17.2 No term of the Contract is intended for the benefit of any third party, and none of these Conditions shall be enforceable by a third party either under the Contracts (Rights of Third Parties) Act 1999 or otherwise.
17.3 Each term of the Contract (including each of these Conditions) is to be construed as independent of every other such term so that the invalidity, illegality or unenforceability of any such term shall not affect the other terms of the Contract, all of which will remain in full force and effect.
17.4 No variation of the Contract is effective unless it is made in writing, refers specifically to the Contract and is signed by a duly authorised representative of the Company and the Customer or its authorised representative.
17.5 No omission or delay on the part of the Company or the Customer in exercising any right, power or privilege under the Contract shall operate as a waiver by it or of any right to exercise it in future or of any other of its rights under the Contract.
17.6 Except as expressly provided in the Contract, the rights and remedies contained in the Contract are cumulative and shall be in addition to every other right or remedy provided by law or otherwise.
17.7 The Company shall be entitled to assign the whole or any part of its rights or obligations under the Contract, or to sub-contract the whole or any part of its obligations under the Contract without the prior written consent of the Customer.
17.8 The Customer shall not be entitled to assign the whole or any part of its rights or obligations under the Contract without the express prior written consent of the Seller.
17.9 Any notice required to be sent under the Contract will be properly served if sent in writing:
17.9.1 by hand, in which case such notice shall be deemed to be served at the time of delivery where it is delivered on a Working Day, and at 9 a.m. on the first Working Day following the day of delivery if it was not delivered on a Working Day; or
17.9.2 by first class or recorded delivery post to any current address of the party in question specified in the Contract Documentation (or such other address as the parties may notify to each other from time to time) in which case such notice will be deemed to have been served two Working Days after the date of posting.

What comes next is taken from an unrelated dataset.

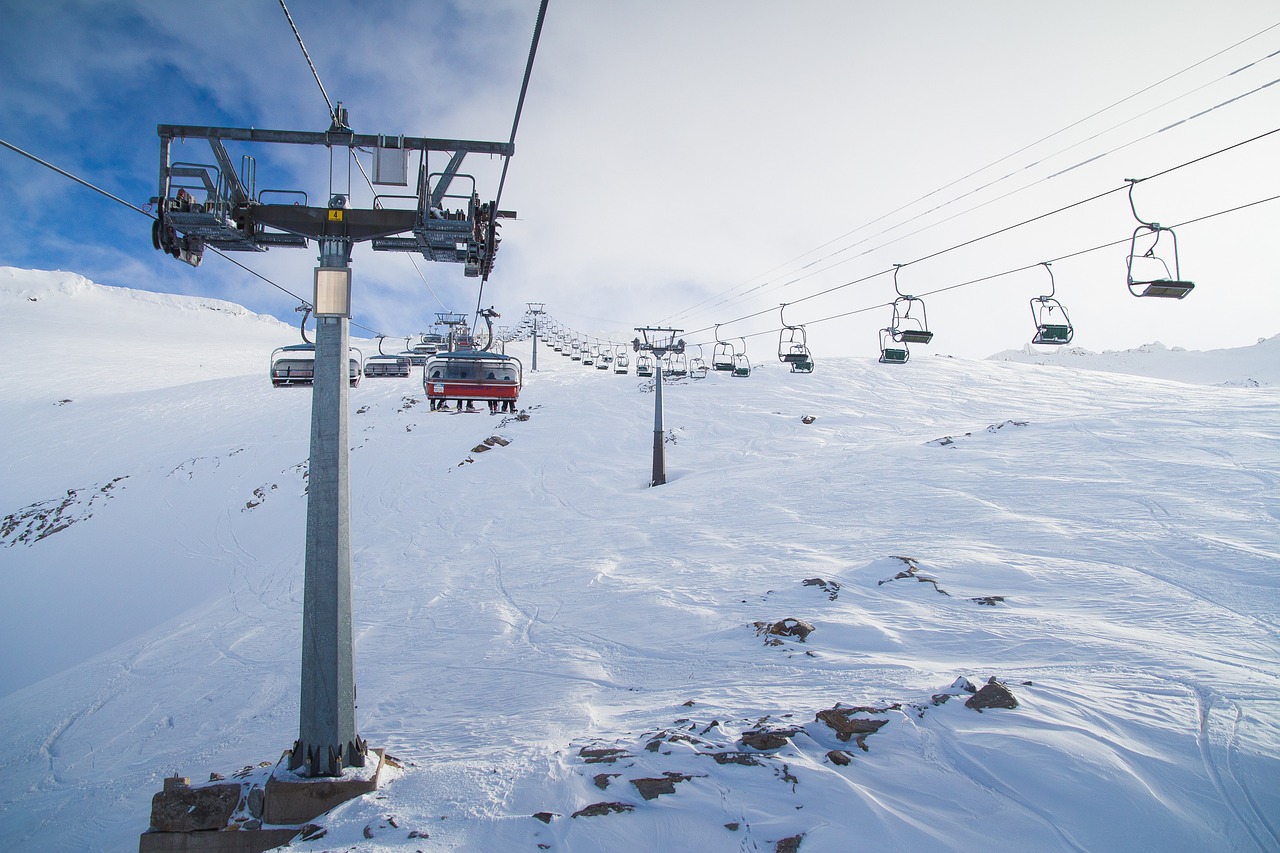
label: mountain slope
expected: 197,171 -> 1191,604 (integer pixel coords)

17.10 English law shall govern the construction and operation of the Contract and the Company and the Customer each agrees to submit to the exclusive jurisdiction and procedure of the English courts (except that if the Customer is a Consumer living in Scotland he can bring legal proceedings in respect of the Services in either the Scottish or the English courts, or if the Customer is a Consumer living in Northern Ireland, he can bring legal proceedings in respect of the Services in either the Northern Irish or the English courts).